In a 6-2 ruling announced on Tuesday, the U.S. Supreme Court upheld a 2006 ballot initiative in Michigan that banned affirmative action policies in publicly funded institutions, including state universities.
Justice Anthony Kennedy delivered the plurality opinion, and was joined by Chief Justice John Roberts and Justice Samuel Alito. Justices Roberts, Stephen Breyer, and Antonin Scalia filed individual concurring opinions, with Justice Clarence Thomas joining Scalia’s.* Dissenting were Justices Ruth Bader Ginsburg and Sonia Sotomayor, while Justice Elena Kagan recused herself, due to her work on a similar case as solicitor general.
The case before the court, Schuette v. Coalition to Defend Affirmative Action, challenged the constitutionality of Proposal 2, a successful statewide referendum banning the consideration of race, sex, and religion in hiring or admissions to public institutions. The proposal, also known as the Michigan Civil Rights Initiative, has been challenged in courts several times prior to Tuesday’s ruling.
In his opinion, Justice Kennedy stressed that the court did not consider the constitutionality of affirmative action per se, only the right of voters to ban the practice at a state level by putting it to a vote.
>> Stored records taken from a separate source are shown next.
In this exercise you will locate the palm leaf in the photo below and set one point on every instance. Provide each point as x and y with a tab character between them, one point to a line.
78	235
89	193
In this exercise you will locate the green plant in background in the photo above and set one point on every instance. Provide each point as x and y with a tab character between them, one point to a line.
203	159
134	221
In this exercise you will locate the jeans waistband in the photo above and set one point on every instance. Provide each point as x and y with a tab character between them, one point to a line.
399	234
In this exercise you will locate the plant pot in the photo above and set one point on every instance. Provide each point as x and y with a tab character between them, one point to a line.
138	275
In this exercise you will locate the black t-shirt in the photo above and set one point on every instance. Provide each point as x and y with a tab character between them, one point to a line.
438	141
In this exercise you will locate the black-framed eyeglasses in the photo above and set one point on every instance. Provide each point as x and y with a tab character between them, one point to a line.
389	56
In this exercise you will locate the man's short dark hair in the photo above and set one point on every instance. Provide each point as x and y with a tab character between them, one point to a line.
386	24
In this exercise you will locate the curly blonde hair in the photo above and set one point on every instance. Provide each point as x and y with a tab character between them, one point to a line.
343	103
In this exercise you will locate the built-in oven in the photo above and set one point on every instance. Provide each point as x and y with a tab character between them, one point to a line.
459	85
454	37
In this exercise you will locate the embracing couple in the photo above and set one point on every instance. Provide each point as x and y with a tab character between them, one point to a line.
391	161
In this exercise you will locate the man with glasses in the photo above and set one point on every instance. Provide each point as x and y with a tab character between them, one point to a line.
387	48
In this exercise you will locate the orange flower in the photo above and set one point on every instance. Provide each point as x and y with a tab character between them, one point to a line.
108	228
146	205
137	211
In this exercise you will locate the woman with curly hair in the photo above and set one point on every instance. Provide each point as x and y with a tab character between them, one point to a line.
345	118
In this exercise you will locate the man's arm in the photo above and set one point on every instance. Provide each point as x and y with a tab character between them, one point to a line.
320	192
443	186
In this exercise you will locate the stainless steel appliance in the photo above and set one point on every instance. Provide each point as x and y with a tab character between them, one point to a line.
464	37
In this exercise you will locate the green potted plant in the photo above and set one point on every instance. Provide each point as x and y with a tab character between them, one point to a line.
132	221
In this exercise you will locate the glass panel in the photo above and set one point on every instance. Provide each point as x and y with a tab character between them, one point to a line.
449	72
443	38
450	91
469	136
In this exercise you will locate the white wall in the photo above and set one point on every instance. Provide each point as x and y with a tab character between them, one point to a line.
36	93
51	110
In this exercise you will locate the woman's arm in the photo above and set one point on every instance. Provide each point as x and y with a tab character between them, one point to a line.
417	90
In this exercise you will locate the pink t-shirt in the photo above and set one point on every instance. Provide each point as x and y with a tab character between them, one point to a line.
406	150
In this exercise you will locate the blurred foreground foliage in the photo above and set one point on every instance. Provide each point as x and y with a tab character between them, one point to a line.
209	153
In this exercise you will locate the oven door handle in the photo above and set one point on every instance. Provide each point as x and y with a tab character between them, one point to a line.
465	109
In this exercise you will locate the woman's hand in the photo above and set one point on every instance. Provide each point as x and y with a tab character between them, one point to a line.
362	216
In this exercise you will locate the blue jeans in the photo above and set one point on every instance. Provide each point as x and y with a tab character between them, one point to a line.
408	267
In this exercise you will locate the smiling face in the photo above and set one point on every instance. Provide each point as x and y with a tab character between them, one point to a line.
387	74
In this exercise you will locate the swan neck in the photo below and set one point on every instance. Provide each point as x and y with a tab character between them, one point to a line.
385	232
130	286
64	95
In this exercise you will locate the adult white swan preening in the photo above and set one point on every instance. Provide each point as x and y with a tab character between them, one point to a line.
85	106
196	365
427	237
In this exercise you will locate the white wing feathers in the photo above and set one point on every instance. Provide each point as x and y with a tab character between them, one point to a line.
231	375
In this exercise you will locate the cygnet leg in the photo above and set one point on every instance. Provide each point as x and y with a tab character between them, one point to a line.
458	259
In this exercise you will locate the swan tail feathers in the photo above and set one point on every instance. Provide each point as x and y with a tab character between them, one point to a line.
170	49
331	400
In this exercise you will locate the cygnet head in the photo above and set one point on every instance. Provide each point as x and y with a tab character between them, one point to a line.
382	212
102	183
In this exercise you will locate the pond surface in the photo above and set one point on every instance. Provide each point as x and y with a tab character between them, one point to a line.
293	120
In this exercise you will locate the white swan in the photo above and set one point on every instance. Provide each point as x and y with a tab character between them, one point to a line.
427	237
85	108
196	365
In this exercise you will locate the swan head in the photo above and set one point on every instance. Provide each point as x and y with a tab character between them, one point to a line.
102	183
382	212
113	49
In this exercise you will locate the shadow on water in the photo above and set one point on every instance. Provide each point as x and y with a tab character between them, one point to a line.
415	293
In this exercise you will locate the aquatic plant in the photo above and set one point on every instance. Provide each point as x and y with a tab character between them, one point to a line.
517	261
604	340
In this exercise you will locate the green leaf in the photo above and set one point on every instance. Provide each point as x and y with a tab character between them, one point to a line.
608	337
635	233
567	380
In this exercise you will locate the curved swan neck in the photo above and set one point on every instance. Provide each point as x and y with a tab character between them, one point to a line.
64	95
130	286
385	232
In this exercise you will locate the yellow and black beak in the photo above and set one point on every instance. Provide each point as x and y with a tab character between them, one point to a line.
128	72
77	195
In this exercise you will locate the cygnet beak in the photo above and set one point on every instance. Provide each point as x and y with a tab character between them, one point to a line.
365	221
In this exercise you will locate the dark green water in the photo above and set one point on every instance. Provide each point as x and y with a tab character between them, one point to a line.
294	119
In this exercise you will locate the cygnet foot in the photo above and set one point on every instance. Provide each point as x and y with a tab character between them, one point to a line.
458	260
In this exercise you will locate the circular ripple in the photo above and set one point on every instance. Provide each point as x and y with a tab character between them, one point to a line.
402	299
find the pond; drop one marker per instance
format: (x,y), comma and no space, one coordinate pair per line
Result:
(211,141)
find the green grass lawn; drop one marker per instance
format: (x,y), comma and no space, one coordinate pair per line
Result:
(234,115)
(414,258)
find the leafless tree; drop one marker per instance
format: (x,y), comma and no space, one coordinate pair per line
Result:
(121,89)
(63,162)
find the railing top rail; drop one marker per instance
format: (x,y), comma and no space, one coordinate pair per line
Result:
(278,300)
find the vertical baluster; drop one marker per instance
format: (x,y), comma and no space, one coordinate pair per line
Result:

Proposal 2’s executive director was Jennifer Gratz (pictured above), who was the plaintiff in a 2003 case over affirmative action that eventually reached the Supreme Court, which in a 6-3 split ruled that the University of Michigan’s admissions policy was unconstitutional. At the time, the university gave a certain number of “points” to applicants who were racial minorities.